This coordinated regulation of metabolism and blood vessel formation facilitates tumor progression and contributes to therapy resistance. Elevated HIF-1α levels correlate with advanced tumor stage and poor clinical outcomes, emphasizing the clinical importance of miR-21’s interaction with hypoxia pathways in NSCLC growth. Overall, these findings highlight miR-21 as a multifaceted regulator that orchestrates the key signaling and metabolic pathways driving NSCLC progression, making it a promising target for early intervention and therapeutic strategies.
miR-126 is a critical tumor suppressor and master regulator of angiogenesis in lung cancer. Several studies proposed that miR-126 functions by directly inhibiting key pro-angiogenic targets, including EGFL7, IRS-1, Crk, VEGF-A, and, most importantly, the LAT1-mediated mTOR signaling pathway [57,58]. Additionally, miR-126 is responsible for inducing the programmed cell death pathway and inhibiting the metastasis of tumor cells by targeting the VEGF-A/VEGFR-2/ERK and PI3K/AKT pathways. These cascades promote essential steps of angiogenesis, including endothelial cell proliferation and tube formation, which results in increased tumor microvessel density. Overall, miR-126 represents a central node in the angiogenic switch and a potential therapeutic and diagnostic target in early-stage NSCLC [57,119].

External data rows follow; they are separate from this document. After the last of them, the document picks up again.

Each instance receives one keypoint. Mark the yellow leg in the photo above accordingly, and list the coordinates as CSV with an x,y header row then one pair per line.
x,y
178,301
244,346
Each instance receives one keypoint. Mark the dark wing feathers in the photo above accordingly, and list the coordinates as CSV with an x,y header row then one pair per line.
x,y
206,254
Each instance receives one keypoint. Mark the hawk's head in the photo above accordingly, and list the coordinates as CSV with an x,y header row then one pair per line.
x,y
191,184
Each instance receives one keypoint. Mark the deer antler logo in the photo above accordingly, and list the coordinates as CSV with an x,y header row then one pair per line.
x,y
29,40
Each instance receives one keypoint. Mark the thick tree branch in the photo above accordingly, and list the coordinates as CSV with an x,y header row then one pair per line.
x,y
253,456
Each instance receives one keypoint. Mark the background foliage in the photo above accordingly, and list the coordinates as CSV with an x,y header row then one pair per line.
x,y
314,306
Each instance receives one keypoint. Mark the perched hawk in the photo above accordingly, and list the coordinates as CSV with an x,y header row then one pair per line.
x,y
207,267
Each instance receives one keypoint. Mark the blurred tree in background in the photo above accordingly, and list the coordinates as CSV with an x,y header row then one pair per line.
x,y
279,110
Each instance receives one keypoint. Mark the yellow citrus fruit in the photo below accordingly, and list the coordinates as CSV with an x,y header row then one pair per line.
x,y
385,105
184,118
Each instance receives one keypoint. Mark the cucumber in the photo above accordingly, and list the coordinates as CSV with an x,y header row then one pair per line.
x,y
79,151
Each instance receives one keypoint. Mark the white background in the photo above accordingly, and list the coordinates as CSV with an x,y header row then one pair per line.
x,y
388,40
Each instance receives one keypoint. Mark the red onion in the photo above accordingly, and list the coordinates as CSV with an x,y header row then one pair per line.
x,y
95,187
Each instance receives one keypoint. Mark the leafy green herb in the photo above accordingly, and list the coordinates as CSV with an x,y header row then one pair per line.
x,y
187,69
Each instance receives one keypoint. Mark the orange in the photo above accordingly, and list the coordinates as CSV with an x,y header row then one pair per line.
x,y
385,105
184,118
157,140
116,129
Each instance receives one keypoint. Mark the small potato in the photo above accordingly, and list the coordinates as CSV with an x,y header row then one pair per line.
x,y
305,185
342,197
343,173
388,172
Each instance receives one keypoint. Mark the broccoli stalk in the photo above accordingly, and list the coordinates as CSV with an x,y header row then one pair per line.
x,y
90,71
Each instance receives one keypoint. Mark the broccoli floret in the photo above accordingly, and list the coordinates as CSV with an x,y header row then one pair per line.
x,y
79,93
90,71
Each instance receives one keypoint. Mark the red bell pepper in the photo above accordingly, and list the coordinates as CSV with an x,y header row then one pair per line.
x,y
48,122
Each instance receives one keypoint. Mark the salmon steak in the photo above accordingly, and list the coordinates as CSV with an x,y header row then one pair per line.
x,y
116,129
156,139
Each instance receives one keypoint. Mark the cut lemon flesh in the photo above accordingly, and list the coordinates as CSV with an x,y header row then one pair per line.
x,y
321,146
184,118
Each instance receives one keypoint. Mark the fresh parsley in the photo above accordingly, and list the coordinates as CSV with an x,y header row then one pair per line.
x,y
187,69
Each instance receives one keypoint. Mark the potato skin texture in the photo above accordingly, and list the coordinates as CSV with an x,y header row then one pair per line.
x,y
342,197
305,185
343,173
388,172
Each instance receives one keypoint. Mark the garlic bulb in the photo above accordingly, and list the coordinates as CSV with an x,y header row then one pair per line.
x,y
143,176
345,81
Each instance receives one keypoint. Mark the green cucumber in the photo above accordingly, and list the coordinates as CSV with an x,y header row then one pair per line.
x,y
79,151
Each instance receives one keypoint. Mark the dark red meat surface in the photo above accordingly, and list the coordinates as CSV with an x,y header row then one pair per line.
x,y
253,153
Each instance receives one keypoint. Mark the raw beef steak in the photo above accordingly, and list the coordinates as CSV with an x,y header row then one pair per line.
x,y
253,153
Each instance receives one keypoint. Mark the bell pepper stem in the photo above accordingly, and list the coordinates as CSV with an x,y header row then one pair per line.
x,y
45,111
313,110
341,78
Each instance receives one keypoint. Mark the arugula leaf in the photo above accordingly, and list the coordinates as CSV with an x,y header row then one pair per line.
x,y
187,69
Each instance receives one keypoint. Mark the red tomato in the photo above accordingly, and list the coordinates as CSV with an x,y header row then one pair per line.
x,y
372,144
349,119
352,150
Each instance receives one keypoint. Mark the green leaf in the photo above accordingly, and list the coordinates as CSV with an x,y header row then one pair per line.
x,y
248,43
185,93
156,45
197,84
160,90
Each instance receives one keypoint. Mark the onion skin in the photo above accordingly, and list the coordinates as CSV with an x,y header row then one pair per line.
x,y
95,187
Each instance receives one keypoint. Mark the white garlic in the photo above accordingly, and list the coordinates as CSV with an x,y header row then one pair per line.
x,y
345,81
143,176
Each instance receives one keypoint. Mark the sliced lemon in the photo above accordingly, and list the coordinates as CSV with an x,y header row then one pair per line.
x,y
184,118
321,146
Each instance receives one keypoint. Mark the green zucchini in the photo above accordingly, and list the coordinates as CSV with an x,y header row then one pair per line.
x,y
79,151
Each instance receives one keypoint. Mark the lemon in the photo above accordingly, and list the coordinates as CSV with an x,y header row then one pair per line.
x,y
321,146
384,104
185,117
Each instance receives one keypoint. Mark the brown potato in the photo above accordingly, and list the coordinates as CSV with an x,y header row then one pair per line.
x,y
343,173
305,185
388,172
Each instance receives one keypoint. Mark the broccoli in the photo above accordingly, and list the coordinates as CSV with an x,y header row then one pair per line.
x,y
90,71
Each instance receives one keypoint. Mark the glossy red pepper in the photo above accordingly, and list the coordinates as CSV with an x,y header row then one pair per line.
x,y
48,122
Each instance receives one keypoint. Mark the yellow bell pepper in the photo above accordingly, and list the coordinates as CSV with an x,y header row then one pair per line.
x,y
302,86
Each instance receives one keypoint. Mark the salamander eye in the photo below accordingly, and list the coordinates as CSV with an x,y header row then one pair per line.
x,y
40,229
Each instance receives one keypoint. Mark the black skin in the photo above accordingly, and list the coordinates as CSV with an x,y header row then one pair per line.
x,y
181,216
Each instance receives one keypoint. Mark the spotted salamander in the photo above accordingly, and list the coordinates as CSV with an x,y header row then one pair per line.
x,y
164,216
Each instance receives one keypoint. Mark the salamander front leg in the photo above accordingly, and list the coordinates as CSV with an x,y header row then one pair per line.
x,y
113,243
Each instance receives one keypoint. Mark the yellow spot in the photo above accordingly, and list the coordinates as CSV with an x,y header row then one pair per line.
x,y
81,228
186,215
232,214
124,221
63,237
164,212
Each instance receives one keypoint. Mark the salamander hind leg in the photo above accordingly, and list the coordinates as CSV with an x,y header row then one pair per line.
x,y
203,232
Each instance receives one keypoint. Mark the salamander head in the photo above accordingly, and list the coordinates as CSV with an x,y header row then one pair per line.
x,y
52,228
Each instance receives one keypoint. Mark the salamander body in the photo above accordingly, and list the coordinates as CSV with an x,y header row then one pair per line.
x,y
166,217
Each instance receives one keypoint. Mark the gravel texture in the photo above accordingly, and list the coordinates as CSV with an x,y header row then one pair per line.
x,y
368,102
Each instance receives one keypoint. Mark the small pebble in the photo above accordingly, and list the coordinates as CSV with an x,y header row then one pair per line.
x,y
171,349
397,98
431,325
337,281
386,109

In early-stage NSCLC, miR-155 plays opposing roles depending on lung cancer cell type. In AD, one study reported that it acts as an oncogene by suppressing SOCS1 and PTEN tumor suppressors, leading to activated JAK/STAT and PI3K signaling pathways that drive tumor growth and correlate with poor patient outcomes [43]. Conversely, in SCC, miR-155 can function as a tumor suppressor by inhibiting SMAD2 and reducing cancer metastasis, associated with better prognosis in certain patients. This tissue-specific duality complicates its use as a biomarker but highlights its importance in NSCLC biology [60].

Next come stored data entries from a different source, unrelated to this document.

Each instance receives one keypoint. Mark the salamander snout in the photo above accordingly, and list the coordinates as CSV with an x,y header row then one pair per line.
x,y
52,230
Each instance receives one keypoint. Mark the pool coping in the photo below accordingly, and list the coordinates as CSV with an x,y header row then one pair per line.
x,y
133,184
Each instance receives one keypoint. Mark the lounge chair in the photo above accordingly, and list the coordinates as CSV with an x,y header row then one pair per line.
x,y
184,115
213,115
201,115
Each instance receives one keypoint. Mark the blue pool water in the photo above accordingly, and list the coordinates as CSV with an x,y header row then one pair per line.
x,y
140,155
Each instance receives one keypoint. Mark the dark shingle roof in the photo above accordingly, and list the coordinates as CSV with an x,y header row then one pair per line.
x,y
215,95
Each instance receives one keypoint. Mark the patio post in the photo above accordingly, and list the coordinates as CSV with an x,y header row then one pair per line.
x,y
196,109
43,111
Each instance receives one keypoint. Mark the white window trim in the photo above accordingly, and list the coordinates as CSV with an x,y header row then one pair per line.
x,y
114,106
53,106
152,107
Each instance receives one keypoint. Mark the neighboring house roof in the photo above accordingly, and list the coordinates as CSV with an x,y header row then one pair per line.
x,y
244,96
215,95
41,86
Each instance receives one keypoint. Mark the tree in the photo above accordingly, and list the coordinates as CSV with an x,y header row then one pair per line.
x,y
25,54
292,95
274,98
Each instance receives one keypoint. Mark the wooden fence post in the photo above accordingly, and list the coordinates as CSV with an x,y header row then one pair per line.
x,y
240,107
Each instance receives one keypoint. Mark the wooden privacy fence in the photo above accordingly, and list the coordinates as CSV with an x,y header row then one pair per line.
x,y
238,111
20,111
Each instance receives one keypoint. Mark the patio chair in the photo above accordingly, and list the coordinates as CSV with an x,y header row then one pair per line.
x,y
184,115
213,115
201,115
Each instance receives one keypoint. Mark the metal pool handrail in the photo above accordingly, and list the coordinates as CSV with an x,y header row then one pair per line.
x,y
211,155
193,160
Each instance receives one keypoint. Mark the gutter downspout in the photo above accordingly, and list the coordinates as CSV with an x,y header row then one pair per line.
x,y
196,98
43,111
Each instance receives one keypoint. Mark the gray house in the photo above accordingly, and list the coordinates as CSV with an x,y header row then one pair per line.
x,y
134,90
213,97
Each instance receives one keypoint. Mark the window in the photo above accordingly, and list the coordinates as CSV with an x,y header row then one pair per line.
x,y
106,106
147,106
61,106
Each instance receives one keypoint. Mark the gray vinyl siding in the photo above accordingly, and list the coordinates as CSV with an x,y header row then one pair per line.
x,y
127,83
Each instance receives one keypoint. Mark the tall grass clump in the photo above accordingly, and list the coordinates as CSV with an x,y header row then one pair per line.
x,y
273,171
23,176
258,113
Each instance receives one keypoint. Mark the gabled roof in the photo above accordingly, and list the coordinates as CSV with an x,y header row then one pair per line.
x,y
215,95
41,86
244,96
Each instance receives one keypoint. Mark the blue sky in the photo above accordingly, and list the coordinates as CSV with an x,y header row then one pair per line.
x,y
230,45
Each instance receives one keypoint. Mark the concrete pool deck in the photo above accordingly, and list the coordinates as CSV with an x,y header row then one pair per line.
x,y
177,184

miR-205 acts as an oncogene in NSCLC by promoting tumor growth, metastasis, and chemoresistance of tumor cells through targeting PTEN [62]. Additionally, miR-205-3p promotes progression and inhibits apoptosis of the NSCLC cells by targeting APBB2 (Amyloid β Precursor Protein-Binding Family B Member 2), which was associated with worse prognosis in AD patients [63]. Conversely, it was shown that low expression of miR-205 was a negative prognostic indicator in early-stage disease. It identified an inverse correlation between miR-205 and the oncoprotein Cripto-1 (CR-1), which, in turn, activates the pro-tumorigenic pathways (SRC and SMAD) and promotes the EMT pathways, thereby driving metastasis and resistance to targeted therapies such as EGFR-TKIs [61].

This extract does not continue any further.